Tüm bunlar ve açılımları; gerçeklikte ve edebiyatta, yolumu ve üslubumu
geliştirse de hala arayış içindeyim. Ben diyorum ki; hayat ve şiir
birbirinden ayrı şeyler mi ki, böyle bir ayrım gözeteyim. Şiirlerim yaşayışımdaki duruşumu ve tavrımı yansıtır ki, aksi düşünülemez.

İlk ve orta öğrenimimi tedavime paralel olarak Ankara’da bitirdim. Ardından
1999’da Ankara Üniversitesi’nde memur olarak çalışmaya başladım.

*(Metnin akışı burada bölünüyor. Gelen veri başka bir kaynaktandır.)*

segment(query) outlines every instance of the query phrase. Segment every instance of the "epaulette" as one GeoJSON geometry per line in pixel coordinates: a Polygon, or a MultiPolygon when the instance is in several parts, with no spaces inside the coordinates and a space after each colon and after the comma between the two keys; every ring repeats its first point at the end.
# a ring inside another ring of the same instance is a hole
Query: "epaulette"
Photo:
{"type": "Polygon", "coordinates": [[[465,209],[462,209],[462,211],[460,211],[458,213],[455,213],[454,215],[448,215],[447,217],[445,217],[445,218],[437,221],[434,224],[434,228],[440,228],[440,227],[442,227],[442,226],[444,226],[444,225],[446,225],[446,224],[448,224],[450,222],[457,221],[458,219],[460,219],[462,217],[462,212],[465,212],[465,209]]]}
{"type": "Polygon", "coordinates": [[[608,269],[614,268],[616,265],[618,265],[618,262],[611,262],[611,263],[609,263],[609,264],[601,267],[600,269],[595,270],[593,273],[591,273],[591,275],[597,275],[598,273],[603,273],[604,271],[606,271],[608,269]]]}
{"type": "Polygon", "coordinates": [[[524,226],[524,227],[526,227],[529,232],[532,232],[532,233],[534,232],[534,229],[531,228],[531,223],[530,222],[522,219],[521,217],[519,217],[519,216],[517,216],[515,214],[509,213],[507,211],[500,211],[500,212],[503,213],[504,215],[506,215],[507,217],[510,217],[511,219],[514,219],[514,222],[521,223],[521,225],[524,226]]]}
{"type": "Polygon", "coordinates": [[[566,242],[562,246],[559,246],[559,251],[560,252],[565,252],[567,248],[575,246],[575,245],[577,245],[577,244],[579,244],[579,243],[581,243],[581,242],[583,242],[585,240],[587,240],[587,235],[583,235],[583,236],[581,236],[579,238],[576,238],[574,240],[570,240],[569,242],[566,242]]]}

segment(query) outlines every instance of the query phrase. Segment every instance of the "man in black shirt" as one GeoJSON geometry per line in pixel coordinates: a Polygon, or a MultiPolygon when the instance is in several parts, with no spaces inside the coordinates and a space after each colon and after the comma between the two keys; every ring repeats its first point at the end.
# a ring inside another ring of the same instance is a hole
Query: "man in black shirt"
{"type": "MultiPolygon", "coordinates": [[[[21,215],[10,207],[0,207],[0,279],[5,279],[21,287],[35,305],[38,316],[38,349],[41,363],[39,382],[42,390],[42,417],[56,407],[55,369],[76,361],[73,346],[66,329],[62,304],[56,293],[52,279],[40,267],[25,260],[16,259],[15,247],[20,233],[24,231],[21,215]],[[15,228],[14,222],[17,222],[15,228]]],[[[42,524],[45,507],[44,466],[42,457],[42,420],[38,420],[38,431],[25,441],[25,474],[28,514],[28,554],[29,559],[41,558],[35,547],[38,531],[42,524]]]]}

Bu gün
% 93 engelime rağmen, hala işim, tedavim, dernek çalışmalarım, dinletilerim
ve tabi yazmaktan oluşan yoğun mücadelemi devam ettirmekteyim.

Şiirlerimde toplumsal bir duruş varsa da, özde aranması gereken birey olabilme
savaşıdır. Bu aslında çizgileri çokta net olmayan bir iç içeliktir: Felsefe, sosyoloji
ve psikoloji gibi. Bunların toplamı ise hayat yani şiirdir. “Temelde umudu olmayan
adam şiir yazmaz. Şiir, bir umudun olduğunun başlıca kanıtıdır. Geleceğe, insanlığa
beraber yaşamaya umudu olmayan adam, zaten şiir yazmakta hayır görmez”, der
Can Yücel. Demek istediğim bir şiirde ne olması gerekiyorsa, ben onları yansıtıyorum
ve onlarla aydınlanıyorum.

Eserleri


İlk şiirim anneme ithaf ettiğim, Beyazdı Gölgesi 1999’ Esin Sanat Dergisi’nde çıktı.
Ardından Güney, Yom, Kıyı,Yürüyorum, Anatolya, lacivert, ortanca, sevgi yolu, tepki, edebiyat otağı ve çeşitli gazetelerde; şiir, deneme ve makalelerim basıldı.